Temsili demokrasi zaman açısından belirli bir yasal süreklilik ile tanımlanmışken, katılımcı demokrasinin ad-hock karakteri nedeniyle, zaman içinde kopukluklar ve açılıp-kapanmalardan ötürü, gözenekli ve kesikli bir zaman algısı yarattığı söylenilebilir mi? Diğer bir deyişle katılımcı demokrasi, zaman açısından süreksiz ve bu nedenle de rastlantısal bir yapıya mı sahip?
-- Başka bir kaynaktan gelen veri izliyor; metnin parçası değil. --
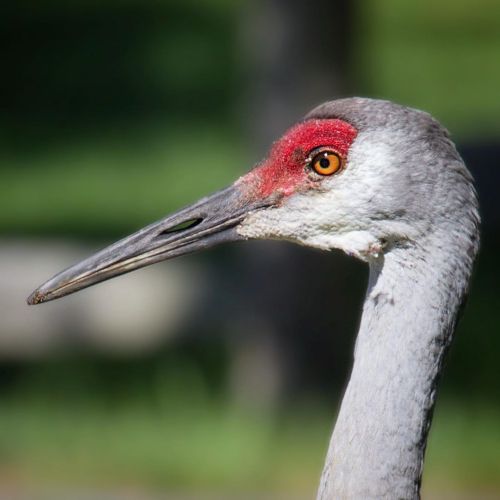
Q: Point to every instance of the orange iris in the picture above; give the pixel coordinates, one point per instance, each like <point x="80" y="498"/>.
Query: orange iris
<point x="326" y="163"/>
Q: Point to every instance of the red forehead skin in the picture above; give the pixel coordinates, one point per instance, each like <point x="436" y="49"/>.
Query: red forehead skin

Katılımcı demokrasinin kalıcı ve kendi demokratik ortamında aldığı kararların geçerli ve uygulanabilir olması, temsili demokrasinin katılımcı demokrasiyi tanımış ve tanımlamış olmasına mı bağlıdır? Temsili demokrasinin bazı durumlarda (propaganda veya popülist amaçlarla vb.) “katılımcı” araçlar (referandum, anket vb.) kullanmış olması, “katılımcı demokrasi” örneği olabilir mi?

“Katılımcı bütçe” uygulamaları gibi uygulamalar, bir anlamda, temsili demokrasinin izin vermesi veya gerekli bulmuş olması gibi (geçici) katılımcılıklar,” katılımcı demokrasi” olarak düşünülebilir mi?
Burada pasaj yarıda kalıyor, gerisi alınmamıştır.